Gamma World 6: Meaner than a Junkyard Dog

Fridge and Gramps players could not make the game.


Hi, I’m Wouldzee the owl and I have some important tips about exploring junkyards. First, if you find an old robot chances are leaving it turned off is the wise thing to do, I mean, it’s not likely you’re going to turn on a rampaging death-bot or anything, but rather you are going to be terribly disappointed when he tells you he can mix up a dry martini and then fails to deliver. Second, if somebody tells you they see “glowing things” moving around in the junkyard you should probably run away, because chance are they will be giant, radioactive dogs that breath clouds of radiation and get you all irradiated and cause some of the hair to fall off your head and maybe even lose some of the quills from your butt.

Anyhoo, we were talking to Jesmond the groundhog and he told us he’d seen some glowy things moving around the forest maybe an hour away and I think maybe one of my great, great grandparents was a magpie or something because I’m usually interested in stuff that is bright and shiny, but on the other talon I was thinking, “Wouldzee, maybe those glowy things will blow up if you light them on fire,” so we had Jesmond lead us back to the place. We couldn’t see anything through the woods, but we found a chain-link fence and we climbed or flew over it and stumbled around for a while and we found these barrels of goop, but it didn’t burn and I fell in an old car and John eventually tripped over this robot and then he turned it on and it was speaking Canadian at first, but it eventually learned our language and it told us that its name was Buddy and it could make drinks and John ordered a martini, but Buddy told us that it needed ingredients and we were all disappointed that we couldn’t get liquored-up and then it started telling jokes and he may as well have been talking Canadian because they were s-o-o-o not funny and then he told us this lame joke about a dog and suddenly there was a dog behind us and then a bunch more circled us and then they attacked.

The dogs were really mean and they breathed radiation and I thought I was going to die so I flew up into the air and started blasting them with my Mauser and I was watching John get all these terrible burns and his hair was falling out and now he’s got this mole on his cheek that I don’t like the look of. We really sucked at fighting, but finally we killed most of them and the one ran away and everybody was feeling like throwing up, which as I’ve said before is not that big of a deal for me, and we only had one dose of Rad-Away and we gave it to John because he totally looked like he might die any minute. We found the den those dogs lived in and it smelled pretty awful, but we went down into it and found a dead guy (like totally dead and not like Fridge who wasn’t totally dead for a while at least) and a shopping cart with some bricks and a telepathic parrot and some power armor that Sally totally claimed and some other stuff too.

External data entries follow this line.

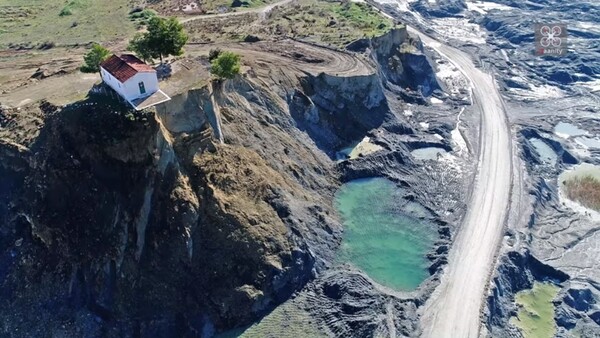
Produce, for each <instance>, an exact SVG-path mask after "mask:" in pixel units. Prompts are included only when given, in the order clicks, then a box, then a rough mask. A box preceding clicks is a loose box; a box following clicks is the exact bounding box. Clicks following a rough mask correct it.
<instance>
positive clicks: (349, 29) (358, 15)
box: [187, 0, 393, 47]
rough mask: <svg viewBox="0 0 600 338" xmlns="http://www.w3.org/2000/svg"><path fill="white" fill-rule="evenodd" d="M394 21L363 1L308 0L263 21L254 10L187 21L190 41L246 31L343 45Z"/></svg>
mask: <svg viewBox="0 0 600 338" xmlns="http://www.w3.org/2000/svg"><path fill="white" fill-rule="evenodd" d="M392 27H393V23H392V21H391V20H389V19H388V18H386V17H384V16H382V15H381V14H379V13H378V12H377V10H375V9H373V8H372V7H370V6H368V5H367V4H363V3H355V2H347V1H344V2H327V1H319V0H307V1H302V2H296V3H293V4H290V5H286V6H281V7H276V8H275V9H273V10H272V11H271V12H270V13H269V15H268V17H267V18H266V19H265V20H261V19H260V16H259V15H258V14H256V13H247V14H245V15H239V16H235V17H224V18H223V17H221V18H211V19H200V20H195V21H192V22H189V23H188V24H187V29H188V31H190V33H191V35H192V41H193V42H198V43H203V42H210V41H228V40H243V39H244V38H245V37H246V36H247V35H248V34H251V35H256V36H259V37H261V38H263V39H266V38H267V37H293V38H298V39H302V40H305V41H311V42H316V43H321V44H326V45H331V46H335V47H343V46H345V45H347V44H348V43H350V42H352V41H354V40H356V39H360V38H362V37H370V36H375V35H381V34H383V33H385V32H386V31H388V30H389V29H391V28H392Z"/></svg>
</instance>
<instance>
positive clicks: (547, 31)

Anyhoo, we were all really tired and stuff and knew we’d probably have our asses handed to us if we tried to break into the Forge and free the Dandelion lady and other folks who the Knights of Genetic Purity had captured so we finally decided to call Bear Trap and make a deal to trade him those motorcycles for some Jet and Rad-Away and ammo for our guns and we came up with some elaborate plan to meet them and stuff and I figured this was game over for us, but Bear Trap did an honest trade, only John’s telepathic parrot overheard him tell his boys to track us so he really turned out to be kind of a douche after all. We’d planned to go back to the bunker to see our friends before heading to the Forge, but that is totally not going to happen know that we know we’re being tracked, so we’re going to head straight to the Forge and hopefully the pig men and the knights can use each other for target practice while we sneak in and rescue our friends.